Is that a phone in your hand – or a gun? This neural network reckons it has it all figured out
Real-time video search for weapons looking possible
Artificial intelligence has the potential to take over mundane, boring tasks such as driving, scheduling meetings and transcribing speech. Now there's another job that can be added to the list: detecting handguns in videos.
As the technology improves, it won't be long before police officers or security guards can jump straight to the scene they're interested in without having to rewind hours of footage to find the relevant part.
Researchers from the University of Granada in Spain have written a paper on training a convolutional neural network (CNN) to automatically detect firearms.
Surveillance companies have been interested in these sorts of capabilities for a while. Taser International, a major provider of police body cameras, acquired two computer vision companies earlier this year: Dextro and Fossil Group. These gobbled-up businesses are expected to help Taser produce software that can automatically search hours of video footage for particular things – presumably faces of known criminals, weapons, and that kind of thing.
Dextro claimed to be the first deep-learning biz to analyze live video in real time. Fossil Group focused on image and video processing. Both have been merged to create Axon AI – Taser's new AI arm.
It isn't clear how Axon AI will analyze huge swathes of data, but if it's planning to help cops look for weapons in body cam footage, it may be using an approach similar to that highlighted in the University of Granada's paper.
The research has the potential to be a nifty, highly sought-after bit of technology. Siham Tabik, lead author of the paper and assistant professor at the department of engineering at the University of Grenada, told The Register the team recently had a proposition from a company and are arranging to "meet and discuss it with them soon."
Freeze! Put your hands in the air
VGGNet, a large convolutional network built with 16 layers and which handles a whopping 144 million parameters, is trained as a classifier to recognize the common features of guns like their shape or color.
Only common types of handguns like revolvers, automatic and semi-automatic pistols, six-gun shooters, horse pistols and derringers were considered.
The best method uses the "region proposals approach," where researchers label the guns with a "bounding box" to highlight the location of the guns in each of the 3,000 images used for training. VGGNet can then search for a specific area to target its classifier algorithms without wasting computational power on any background pixels that aren't relevant to the gun.
The whole detection process for images of 1000 x 1000 pixels took only approximately 0.19 seconds – good enough to detect pistols in near real time, an important feature if it is to handle videos.

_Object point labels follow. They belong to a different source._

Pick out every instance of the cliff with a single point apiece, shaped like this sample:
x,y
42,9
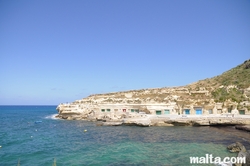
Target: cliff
x,y
227,93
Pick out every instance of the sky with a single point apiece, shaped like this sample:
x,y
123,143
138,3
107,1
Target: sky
x,y
56,51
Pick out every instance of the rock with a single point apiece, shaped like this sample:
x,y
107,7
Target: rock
x,y
236,147
244,127
247,156
137,122
119,123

To increase the accuracy, the researchers wanted to minimize the detection of false positives – objects that at first glance appear to be guns but aren't. To do this, researchers fed the neural network thousands of images from different datasets to train the image to differentiate between guns and other objects such as mobile phones or pens.
Researchers then tested their model on seven selected Youtube videos. Most clips are scenes from popular 90s films such as The World is Not Enough, Pulp Fiction, Mission: Impossible – Rogue Nation and Mr Bean.

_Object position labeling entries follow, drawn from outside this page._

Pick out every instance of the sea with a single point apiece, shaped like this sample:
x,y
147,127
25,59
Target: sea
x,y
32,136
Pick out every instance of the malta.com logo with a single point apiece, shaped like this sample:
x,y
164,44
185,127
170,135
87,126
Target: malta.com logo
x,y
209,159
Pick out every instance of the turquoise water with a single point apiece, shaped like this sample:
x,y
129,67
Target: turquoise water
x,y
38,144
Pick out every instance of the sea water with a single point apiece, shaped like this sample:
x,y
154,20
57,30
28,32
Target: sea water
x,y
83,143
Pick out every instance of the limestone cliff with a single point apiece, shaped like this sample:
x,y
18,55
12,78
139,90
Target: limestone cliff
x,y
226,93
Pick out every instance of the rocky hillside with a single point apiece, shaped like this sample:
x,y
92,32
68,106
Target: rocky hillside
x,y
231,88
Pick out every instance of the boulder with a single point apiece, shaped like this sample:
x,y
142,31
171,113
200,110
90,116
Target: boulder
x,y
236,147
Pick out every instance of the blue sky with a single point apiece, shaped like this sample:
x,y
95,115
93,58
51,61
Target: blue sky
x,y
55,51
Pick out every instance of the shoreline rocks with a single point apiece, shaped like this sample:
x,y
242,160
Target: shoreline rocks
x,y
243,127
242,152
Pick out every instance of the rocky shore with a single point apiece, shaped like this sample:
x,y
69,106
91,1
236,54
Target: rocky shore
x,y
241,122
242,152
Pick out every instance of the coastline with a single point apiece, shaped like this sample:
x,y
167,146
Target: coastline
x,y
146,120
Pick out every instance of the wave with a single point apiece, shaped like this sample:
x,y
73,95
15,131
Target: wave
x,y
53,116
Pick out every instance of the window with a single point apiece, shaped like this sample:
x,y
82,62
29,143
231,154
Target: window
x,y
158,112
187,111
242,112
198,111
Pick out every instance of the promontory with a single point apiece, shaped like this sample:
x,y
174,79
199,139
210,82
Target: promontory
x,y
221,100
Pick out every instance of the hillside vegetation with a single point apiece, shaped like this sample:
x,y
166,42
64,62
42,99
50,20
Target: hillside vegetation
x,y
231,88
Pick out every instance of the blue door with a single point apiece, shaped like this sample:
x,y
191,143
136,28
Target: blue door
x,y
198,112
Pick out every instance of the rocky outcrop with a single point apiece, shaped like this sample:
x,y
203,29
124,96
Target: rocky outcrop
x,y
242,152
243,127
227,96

An example of accurate detection of four pistols in a video still
If the gun is highlighted by a box that reads over 50 per cent, it's considered a true positive – a gun was correctly identified. The detector provides very high precision for six out of the seven videos (above 60 per cent), and the number of false positives is low.
It's quite precise, correctly identifying guns 84.21 per cent of the time.
A closer inspection of the test videos shows the model is not quite sensitive enough to be used in real-life situations yet. It struggles when there is low contrast and brightness in the videos, or if the gun is moved very quickly, or if it is largely obscured by people's hands.
Image taken from Pulp Fiction. The model fails to detect two guns in the background (false negative)
Although the video clips are of low quality, the good performance suggests the method could be used for automatic pistol detection alarm systems, the paper said.
The researchers are looking to enhance the precision and robustness of their model by including frames where the guns are in motion to cope with rapid movement, and are also looking to expand to a wider range of guns.
In the future, police officers will be able to skip to the scene of the crime quickly without having to trawl through useless hours of CCTV footage. It may even keep people safer by preventing violence through early detection of weapons. ®